In 2005 my wife developed an acute leukemia and in 2007 suffered a serious relapse, both requiring extensive treatment and extended hospital stays. The insurance carrier states that our individual claims do not impact rate increases but that rates are determined by increasing medical cost trends, age, region and choice of benefit plan. The plan we currently have is appropriate for us as there is no lifetime maximum benefit; my wife’s medical costs have been substantial to date and we are hopeful that we have seen the last of it; but we need to be prudent.
Although we are fortunate to be able to bear this cost, a 150% increase in just over 5 years (or increasing out-of-pocket expense 10-fold while still incurring a 40% increase in premium) would be out of reach for many families. This could result in either abandoning health insurance or considering less expensive plans with reduced benefits. The consequences of either choice could result in bankruptcy or even loss of life. Indeed, it is possible for the less fortunate of our citizenry to get priced out of the market, even with serious illness in play. Significant rate increases already exist in the absence of healthcare reform legislation, so let’s stop using that as a scare tactic.

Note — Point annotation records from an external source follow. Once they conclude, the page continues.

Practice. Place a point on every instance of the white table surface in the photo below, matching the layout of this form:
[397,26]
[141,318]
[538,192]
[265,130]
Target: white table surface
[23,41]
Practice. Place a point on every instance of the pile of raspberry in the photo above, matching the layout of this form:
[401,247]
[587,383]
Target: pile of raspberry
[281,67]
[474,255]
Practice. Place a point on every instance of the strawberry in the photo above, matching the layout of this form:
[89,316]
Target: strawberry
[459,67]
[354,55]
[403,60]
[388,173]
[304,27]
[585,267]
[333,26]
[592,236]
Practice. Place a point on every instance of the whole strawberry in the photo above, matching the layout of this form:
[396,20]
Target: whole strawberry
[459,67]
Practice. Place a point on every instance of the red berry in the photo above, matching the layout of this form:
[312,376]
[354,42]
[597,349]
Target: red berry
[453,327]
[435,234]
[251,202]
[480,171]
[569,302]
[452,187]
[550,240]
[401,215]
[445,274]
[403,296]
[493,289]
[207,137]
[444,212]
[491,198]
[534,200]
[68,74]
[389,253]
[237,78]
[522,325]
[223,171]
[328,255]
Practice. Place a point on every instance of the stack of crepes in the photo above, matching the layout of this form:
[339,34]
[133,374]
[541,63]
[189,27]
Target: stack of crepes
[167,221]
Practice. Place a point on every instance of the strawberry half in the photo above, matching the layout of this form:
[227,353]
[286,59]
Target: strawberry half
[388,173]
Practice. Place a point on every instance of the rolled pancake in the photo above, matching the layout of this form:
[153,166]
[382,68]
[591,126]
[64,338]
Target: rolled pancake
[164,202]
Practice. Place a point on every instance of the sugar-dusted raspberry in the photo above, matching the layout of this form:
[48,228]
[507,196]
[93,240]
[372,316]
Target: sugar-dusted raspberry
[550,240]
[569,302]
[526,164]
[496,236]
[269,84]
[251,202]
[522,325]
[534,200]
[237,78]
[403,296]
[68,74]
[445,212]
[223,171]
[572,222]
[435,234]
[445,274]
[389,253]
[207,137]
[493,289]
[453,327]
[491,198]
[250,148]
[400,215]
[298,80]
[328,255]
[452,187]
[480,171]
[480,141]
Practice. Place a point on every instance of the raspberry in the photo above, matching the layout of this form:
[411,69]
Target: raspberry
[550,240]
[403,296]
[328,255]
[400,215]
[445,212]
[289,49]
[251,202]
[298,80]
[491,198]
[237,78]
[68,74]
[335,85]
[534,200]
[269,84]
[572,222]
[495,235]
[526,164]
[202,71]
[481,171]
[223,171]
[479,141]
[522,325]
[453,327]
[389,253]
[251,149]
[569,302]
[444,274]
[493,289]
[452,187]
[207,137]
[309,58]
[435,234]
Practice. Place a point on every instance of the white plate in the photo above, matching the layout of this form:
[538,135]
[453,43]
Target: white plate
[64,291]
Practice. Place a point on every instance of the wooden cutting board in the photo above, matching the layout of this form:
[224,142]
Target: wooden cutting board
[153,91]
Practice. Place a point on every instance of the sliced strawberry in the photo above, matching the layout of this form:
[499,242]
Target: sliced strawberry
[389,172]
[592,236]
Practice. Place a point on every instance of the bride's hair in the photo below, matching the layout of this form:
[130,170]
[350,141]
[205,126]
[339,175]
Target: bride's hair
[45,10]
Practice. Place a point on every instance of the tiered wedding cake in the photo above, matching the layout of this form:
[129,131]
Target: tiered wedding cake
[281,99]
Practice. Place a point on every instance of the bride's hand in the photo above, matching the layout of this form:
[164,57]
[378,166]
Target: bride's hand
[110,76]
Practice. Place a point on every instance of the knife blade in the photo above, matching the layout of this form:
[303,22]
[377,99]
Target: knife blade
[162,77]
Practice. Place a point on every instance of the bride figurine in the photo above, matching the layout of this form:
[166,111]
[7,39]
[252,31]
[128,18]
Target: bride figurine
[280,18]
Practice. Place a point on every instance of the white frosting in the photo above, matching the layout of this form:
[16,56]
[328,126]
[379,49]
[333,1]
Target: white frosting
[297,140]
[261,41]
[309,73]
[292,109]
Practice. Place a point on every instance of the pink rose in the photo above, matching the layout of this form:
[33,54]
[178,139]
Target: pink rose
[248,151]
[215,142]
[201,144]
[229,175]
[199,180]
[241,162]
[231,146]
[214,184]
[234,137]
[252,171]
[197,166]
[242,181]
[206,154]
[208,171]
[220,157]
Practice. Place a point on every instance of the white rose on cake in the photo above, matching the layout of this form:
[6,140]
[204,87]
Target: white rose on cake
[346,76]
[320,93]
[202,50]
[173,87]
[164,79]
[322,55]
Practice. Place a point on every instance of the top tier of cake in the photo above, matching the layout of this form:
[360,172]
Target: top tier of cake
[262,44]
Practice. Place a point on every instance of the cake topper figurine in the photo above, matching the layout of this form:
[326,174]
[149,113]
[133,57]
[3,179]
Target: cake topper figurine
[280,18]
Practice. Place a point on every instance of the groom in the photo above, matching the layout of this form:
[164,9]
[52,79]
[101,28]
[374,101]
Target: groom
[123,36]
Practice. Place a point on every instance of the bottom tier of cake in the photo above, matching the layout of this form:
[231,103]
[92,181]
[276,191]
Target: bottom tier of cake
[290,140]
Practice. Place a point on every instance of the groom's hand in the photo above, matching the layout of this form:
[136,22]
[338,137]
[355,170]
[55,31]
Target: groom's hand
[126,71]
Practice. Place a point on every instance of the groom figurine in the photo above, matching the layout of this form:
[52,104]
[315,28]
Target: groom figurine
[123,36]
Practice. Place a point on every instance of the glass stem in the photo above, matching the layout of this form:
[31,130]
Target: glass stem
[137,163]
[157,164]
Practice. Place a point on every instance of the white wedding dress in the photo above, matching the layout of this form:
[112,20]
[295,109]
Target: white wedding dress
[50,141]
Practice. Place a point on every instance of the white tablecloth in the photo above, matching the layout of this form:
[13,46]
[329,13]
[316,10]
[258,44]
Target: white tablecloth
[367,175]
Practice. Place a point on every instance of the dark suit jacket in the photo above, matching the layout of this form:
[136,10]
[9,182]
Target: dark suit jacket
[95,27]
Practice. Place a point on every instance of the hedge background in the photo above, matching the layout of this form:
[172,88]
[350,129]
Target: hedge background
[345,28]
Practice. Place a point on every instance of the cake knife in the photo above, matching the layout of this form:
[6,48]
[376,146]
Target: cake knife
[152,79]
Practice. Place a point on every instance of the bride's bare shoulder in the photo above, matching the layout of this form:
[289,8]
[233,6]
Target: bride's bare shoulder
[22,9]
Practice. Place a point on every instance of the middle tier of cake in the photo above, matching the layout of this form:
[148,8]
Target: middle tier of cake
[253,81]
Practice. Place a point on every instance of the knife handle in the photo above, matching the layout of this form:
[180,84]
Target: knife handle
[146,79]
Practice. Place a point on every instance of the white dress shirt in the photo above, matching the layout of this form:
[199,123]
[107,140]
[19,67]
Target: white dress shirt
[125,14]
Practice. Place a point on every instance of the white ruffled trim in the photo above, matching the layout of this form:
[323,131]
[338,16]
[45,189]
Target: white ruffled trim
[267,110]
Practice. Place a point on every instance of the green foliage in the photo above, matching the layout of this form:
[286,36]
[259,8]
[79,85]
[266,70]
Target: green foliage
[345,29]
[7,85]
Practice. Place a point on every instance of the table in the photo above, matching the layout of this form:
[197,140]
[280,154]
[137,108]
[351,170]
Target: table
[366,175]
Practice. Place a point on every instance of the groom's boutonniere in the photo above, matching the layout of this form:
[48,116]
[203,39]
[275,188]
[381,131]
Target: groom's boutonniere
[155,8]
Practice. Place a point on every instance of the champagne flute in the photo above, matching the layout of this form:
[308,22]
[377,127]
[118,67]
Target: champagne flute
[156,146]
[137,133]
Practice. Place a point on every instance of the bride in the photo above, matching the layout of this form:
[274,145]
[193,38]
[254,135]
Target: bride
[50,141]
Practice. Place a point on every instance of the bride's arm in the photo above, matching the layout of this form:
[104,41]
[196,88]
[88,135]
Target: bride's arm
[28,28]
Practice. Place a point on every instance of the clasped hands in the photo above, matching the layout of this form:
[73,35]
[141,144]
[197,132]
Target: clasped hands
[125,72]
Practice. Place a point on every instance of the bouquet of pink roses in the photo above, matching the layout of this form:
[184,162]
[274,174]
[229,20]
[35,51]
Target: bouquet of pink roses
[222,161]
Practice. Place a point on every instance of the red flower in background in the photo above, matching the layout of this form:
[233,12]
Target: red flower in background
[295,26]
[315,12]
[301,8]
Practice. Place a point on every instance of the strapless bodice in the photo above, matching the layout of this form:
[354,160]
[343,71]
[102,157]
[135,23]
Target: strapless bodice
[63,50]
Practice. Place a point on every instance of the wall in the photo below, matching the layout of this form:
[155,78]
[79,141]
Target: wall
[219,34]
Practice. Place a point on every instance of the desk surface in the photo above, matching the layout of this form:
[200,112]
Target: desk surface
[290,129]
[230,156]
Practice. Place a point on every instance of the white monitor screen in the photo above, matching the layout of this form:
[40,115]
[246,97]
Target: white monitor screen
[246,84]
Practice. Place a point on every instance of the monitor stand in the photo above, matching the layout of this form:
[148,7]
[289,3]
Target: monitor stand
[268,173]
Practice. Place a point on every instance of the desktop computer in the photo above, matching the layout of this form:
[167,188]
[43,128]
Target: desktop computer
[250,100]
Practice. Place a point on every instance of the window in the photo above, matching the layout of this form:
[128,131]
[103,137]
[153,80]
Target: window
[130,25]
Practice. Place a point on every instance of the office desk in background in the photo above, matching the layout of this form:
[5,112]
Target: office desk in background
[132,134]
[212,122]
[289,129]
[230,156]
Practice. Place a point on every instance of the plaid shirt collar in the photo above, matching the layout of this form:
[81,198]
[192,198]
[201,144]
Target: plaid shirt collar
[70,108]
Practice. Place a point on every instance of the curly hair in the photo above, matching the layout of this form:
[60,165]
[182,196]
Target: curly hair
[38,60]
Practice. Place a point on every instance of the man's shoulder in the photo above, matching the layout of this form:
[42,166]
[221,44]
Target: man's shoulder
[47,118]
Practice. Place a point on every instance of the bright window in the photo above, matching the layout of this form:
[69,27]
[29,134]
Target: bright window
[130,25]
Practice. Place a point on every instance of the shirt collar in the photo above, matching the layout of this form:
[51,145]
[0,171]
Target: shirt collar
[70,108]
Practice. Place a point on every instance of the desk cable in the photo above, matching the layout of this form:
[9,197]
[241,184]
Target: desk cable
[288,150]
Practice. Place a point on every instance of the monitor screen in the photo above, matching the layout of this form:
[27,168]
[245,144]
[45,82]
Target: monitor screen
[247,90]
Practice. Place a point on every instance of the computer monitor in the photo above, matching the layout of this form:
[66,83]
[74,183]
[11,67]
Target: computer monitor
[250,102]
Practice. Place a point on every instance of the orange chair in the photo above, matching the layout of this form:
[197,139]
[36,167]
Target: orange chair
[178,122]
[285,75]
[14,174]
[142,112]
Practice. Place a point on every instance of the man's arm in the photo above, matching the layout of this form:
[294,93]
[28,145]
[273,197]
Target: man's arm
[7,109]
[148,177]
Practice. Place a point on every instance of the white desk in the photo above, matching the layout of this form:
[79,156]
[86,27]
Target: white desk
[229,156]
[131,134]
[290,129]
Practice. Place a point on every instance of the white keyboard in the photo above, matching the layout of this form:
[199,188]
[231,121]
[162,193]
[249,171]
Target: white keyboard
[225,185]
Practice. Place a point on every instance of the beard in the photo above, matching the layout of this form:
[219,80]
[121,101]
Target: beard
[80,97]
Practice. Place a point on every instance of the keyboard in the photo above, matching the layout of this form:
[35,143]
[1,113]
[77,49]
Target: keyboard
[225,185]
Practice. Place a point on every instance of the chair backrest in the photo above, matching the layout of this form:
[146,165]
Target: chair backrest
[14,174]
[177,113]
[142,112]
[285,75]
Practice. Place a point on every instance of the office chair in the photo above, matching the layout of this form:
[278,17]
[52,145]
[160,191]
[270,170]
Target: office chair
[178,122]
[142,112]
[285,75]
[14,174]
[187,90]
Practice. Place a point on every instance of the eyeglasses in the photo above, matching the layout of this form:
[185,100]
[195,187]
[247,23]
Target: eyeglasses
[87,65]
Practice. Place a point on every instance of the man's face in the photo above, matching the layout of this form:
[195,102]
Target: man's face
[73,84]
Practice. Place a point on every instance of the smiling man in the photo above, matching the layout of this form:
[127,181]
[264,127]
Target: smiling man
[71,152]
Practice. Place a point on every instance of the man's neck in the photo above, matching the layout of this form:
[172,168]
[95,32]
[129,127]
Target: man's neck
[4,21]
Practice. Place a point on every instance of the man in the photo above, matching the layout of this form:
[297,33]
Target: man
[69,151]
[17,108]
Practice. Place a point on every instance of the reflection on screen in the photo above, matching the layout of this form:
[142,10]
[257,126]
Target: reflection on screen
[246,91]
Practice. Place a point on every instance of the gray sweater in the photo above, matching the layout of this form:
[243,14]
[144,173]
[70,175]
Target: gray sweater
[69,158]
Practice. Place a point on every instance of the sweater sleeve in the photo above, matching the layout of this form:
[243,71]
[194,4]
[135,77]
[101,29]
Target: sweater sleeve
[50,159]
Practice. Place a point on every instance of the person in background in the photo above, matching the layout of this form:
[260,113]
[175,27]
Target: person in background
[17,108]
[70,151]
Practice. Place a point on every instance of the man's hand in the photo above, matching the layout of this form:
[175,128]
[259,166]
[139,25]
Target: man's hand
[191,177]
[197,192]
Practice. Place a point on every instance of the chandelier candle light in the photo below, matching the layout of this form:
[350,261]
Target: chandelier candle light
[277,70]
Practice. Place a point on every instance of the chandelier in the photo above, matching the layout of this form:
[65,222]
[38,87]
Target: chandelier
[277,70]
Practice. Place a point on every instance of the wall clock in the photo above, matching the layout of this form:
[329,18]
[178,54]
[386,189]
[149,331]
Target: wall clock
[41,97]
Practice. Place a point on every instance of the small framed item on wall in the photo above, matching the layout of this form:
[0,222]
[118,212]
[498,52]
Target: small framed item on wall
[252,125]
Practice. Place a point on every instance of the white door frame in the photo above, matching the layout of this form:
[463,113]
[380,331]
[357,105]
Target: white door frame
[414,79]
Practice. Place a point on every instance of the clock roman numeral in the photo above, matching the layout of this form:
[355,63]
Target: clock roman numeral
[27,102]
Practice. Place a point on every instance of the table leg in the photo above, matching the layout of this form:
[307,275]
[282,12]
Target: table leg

Secondly, I have heard comments from opponents of health insurance reform that healthcare should be treated the same as any business in a free market. I’m not sure what good that free market does for an individual, like my wife, who has a pre-existing condition. Should we lose our health insurance she could be denied coverage or have to pay exorbitant rates should another carrier even take her. Free market choice exists, as long as one is well; if not the free market might not want you.
Alan Grayson (D-FL) I believe has it right. Opponents of health insurance reform are expressing concerns about free market enterprise and the profitability of an industry when tens of thousands of our citizens are dying each year because they do not have health insurance. For a country having the largest economy in the world this becomes a moral issue. The ability of an individual to get health insurance in our country can be decided by whether or not they are a profit risk to a corporation. We as a country stand apart from other major democracies in that we do not contribute to the health and well-being of our own citizens, even the less fortunate amongst us – we simply tell our tax paying citizens that they are on their own when it comes to affording healthcare (see my related article on Healthcare Reform on this blog).